Sara Lindén

Personal information
- Full name: Sara Viktoria Lindén
- Date of birth: 1 September 1983 (age 42)
- Place of birth: Borås, Sweden
- Height: 1.63 m (5 ft 4 in)
- Positions: Midfielder; striker;

Senior career*
- Years: Team / Apps / (Gls)
- Dalsjöfors GoIF
- 2005–2016: Göteborg FC / 133 / (77)
- 2016–2022: Bergdalens IK

International career
- 2008–2010: Sweden / 15 / (3)

= Sara Lindén =

Swedish footballer

Sara Viktoria Lindén (born 1 September 1983) is a Swedish former footballer who played for Dalsjöfors GoIF, Göteborg FC, Bergdalens IK, and the Swedish national team.
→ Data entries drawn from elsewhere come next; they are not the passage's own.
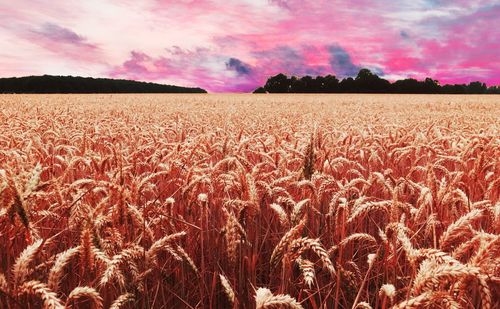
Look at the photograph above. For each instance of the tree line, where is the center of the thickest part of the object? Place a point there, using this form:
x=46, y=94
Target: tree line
x=72, y=84
x=368, y=82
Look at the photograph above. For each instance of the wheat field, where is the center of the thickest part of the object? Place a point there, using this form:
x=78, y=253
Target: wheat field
x=249, y=201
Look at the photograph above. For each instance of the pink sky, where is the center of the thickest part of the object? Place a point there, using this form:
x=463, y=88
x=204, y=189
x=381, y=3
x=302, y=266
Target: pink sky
x=234, y=46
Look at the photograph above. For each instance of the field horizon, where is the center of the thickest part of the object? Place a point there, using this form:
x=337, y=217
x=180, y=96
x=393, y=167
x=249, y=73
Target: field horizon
x=249, y=201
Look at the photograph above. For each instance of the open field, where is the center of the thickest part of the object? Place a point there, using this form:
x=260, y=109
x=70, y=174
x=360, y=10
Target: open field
x=321, y=201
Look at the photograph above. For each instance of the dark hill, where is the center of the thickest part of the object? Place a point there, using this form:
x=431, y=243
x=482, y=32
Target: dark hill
x=368, y=82
x=72, y=84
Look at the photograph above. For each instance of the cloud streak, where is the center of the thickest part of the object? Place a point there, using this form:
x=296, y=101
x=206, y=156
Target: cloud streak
x=235, y=46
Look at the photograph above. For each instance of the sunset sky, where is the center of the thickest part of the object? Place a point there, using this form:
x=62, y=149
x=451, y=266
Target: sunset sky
x=234, y=46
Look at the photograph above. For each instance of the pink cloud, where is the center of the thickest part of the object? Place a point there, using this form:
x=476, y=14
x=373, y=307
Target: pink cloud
x=236, y=45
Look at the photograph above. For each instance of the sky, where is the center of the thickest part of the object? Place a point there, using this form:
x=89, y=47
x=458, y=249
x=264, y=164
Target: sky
x=234, y=46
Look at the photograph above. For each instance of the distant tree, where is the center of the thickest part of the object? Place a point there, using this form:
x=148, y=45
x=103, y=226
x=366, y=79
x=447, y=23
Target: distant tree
x=70, y=84
x=348, y=85
x=476, y=88
x=368, y=82
x=331, y=84
x=431, y=86
x=260, y=90
x=277, y=84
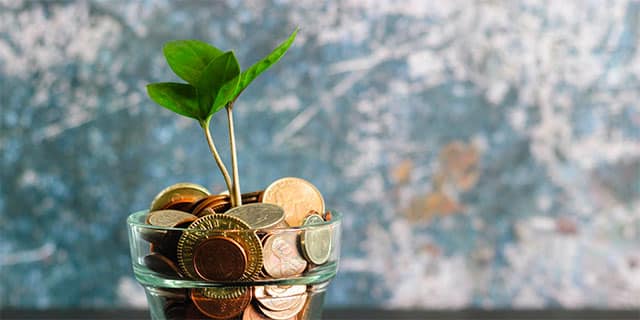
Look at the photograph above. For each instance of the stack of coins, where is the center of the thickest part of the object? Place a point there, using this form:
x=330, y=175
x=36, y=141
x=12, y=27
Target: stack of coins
x=203, y=238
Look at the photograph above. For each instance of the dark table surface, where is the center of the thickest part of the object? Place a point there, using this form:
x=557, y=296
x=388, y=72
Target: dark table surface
x=356, y=314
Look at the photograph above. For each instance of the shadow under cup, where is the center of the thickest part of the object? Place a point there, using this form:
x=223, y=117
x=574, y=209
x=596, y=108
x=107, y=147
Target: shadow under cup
x=288, y=281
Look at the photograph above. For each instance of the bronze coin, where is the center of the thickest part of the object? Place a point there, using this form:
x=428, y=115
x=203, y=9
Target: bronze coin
x=168, y=245
x=183, y=204
x=178, y=191
x=215, y=202
x=220, y=308
x=156, y=262
x=296, y=196
x=250, y=313
x=227, y=227
x=219, y=259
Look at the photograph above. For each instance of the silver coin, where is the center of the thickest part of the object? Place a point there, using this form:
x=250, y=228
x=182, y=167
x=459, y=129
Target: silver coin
x=259, y=215
x=316, y=241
Outside of football, she has been employed by ICA Banken in her hometown of Borås.

== Club career ==

=== Göteborg FC ===
Between 2005 and 2016, Lindén played for Göteborg FC (now operating as BK Häcken FF) in the Damallsvenskan. During her time at the club, Lindén suffered an anterior cruciate ligament injury.

=== Bergdalens IK ===
For six seasons Lindén played for Bergdalens IK in Elitettan, the second tier of women's football in Sweden.

In December 2022, Bergdalen announced that they would withdraw from Eliettan for the upcoming 2023 season. Lindén played in the team's final match in the league, a 2–3 loss against Uppsala.

== International career ==
In September 2008, Lindén was called up to the senior Swedish national team for a pair of Euro 2009 qualifying matches. She replaced Göteborg teammate Johanna Almgren who was injured. Her first cap came in a 2–0 win over Romania.

Lindén was in the squad for the UEFA Women's Euro 2009 tournament. Sweden topped their group and made it to the quarter-final stage, where they lost to Norway.